UGA is part of the University System of Georgia, which has urged, but not required, students, employees and faculty to get vaccinated and wear masks in classrooms. Gov. Brian Kemp has been outspoken in his opposition to mandates.
UGA noted in a statement that reported positive COVID-19 cases have declined significantly the last two weeks and they are committed to ongoing vaccination efforts, such as ongoing drawings offering $1,000 prizes to people on campus with proof of vaccination. The university’s statement did not directly address potential responses to the faculty group’s planned mask mandate.
“We will continue to strongly encourage vaccinations and the wearing of masks inside our facilities. We are committed to doing everything within our power to protect the health, safety and wellbeing of our community,” university spokesman Greg Trevor said in the statement.
UGA, the state’s flagship university, has been the epicenter of the mask mandate dispute. The university has had more reported COVID-19 cases than any school in Georgia this semester. Several faculty members and parents say fewer students are wearing masks on campus. Longtime UGA math professor Joseph Fu, despite letters from administrators threatening disciplinary action, has told students in his classes they must wear masks since the semester started Aug. 18.
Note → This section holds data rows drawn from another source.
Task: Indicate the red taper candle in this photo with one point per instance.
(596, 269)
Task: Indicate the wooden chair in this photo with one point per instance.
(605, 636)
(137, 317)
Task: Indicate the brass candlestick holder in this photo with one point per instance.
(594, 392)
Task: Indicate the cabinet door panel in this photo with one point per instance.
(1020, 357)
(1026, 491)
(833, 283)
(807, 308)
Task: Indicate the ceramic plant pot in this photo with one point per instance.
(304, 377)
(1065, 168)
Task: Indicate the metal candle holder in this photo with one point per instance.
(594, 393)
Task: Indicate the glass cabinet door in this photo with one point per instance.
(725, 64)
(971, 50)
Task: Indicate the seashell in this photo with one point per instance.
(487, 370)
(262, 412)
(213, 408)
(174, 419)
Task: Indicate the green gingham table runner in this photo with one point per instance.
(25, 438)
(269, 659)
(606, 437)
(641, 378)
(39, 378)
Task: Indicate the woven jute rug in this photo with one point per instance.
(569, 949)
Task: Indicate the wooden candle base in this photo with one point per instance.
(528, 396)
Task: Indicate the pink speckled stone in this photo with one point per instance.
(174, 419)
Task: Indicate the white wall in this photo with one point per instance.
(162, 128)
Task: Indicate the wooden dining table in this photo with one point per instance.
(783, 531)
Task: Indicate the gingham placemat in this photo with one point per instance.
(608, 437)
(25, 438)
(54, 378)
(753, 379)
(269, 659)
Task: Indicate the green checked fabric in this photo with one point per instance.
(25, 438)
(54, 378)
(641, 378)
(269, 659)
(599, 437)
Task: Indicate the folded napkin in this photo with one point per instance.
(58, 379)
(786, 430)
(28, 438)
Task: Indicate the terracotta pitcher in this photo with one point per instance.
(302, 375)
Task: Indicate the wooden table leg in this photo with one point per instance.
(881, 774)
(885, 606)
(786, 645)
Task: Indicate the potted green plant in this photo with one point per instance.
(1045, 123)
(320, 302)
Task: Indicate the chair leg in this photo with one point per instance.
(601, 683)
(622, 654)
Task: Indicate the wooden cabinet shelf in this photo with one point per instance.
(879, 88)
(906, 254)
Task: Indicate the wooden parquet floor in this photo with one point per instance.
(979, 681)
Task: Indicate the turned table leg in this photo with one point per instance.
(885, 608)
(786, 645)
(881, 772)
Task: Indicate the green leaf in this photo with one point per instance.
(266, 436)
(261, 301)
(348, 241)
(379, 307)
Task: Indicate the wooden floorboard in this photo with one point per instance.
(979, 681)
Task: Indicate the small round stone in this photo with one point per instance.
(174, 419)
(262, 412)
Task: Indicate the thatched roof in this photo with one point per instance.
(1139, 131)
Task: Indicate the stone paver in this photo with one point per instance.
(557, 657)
Faculty members held rallies at about 20 universities last week hoping to convince state leaders to give the universities latitude to enact mask mandates and other mitigation efforts. The system released data last week indicating a drop in new cases at most of their schools.
UGA genetics professor Jeff Bennetzen, a faculty member since 2003, said he and other professors thought prior discussions with university administrators would have resulted in their desired results. They hope this move will result in some policy changes that improve safety on campus.
“We love the University System of Georgia,” he said. “We love the University of Georgia, but the origin of that love is for the students and employees. It’s amazing to think we know masks work and save lives, yet we aren’t allowed to ask students to wear them in our classes.”